Data Sharing Statement
The datasets used and/or analysed during the current study are available from the corresponding author on reasonable request.
Ethics Approval and Consent to Participate
This study was supported by the Ethics Committee of Zhejiang Hospital of Integrated Traditional Chinese and Western Medicine (Approval No.: 2022JS018) and was carried out in accordance with the ethical standards of the Declaration of Helsinki. Written informed consent was obtained from the patient.
Consent for Publication
Written informed consent was obtained from the individual, for the publication of any potentially identifiable images or data included in this article. Institutional approval for publication was obtained from the Ethics Committee of Hangzhou Red Cross Hospital.
Acknowledgments
We would like to thank the patient and his families for her support.

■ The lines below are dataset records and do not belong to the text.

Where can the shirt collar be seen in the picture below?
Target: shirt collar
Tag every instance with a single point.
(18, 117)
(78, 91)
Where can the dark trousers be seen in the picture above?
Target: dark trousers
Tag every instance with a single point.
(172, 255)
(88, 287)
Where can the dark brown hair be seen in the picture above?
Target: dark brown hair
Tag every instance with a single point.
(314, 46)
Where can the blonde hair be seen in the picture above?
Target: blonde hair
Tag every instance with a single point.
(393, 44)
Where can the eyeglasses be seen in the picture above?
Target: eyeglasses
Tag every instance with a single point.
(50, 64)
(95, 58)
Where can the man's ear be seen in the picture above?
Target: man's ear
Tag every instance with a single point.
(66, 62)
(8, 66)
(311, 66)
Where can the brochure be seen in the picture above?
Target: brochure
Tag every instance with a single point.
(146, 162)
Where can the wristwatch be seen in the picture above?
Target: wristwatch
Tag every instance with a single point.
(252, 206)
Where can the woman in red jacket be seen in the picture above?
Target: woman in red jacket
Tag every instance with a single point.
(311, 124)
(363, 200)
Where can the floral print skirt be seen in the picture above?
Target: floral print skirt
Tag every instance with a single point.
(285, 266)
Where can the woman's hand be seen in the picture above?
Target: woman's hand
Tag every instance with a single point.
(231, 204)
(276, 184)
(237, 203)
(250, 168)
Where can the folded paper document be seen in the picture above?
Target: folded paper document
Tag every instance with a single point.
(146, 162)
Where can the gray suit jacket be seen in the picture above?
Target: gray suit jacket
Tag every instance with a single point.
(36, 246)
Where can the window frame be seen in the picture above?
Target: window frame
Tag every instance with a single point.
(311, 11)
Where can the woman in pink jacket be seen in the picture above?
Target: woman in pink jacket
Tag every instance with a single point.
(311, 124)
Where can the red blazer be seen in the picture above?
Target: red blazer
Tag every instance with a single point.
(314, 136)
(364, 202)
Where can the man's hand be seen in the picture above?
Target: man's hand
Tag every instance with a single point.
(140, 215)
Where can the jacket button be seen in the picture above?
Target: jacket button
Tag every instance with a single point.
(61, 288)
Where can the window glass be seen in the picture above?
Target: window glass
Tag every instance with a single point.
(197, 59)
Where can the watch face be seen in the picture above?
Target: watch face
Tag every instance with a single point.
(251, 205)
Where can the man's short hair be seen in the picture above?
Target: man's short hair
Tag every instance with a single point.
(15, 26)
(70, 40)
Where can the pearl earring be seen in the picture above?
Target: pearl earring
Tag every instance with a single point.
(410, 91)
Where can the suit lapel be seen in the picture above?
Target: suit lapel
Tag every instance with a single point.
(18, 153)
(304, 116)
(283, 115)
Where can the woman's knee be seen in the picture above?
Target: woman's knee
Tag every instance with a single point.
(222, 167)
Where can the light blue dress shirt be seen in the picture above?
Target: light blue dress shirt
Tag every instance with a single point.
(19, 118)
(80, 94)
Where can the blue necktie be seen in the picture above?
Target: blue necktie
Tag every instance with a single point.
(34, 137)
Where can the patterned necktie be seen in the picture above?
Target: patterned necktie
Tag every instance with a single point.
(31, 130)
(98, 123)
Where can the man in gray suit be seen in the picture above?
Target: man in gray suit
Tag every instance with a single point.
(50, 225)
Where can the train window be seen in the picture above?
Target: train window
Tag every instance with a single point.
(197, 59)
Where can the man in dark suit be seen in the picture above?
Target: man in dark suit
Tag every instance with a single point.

We thank all members of Tuberculosis department of Zhejiang Hospital of Integrated Traditional Chinese and Western Medicine for their help in the collection of clinical data.
Funding
This work was supported by the Hangzhou Biomedicine and Health Industry Development project (grant number: 2022WJC116), Zhejiang Natural Science Foundation Project (No. LTGY23H260003), the Zhejiang Province Traditional Chinese medicine science and technology project [grant number: 2024ZR023] and Zhejiang medicine and health science and technology project [grant number: 2024KY1361].
Disclosure
The authors report no conflicts of interest in this work.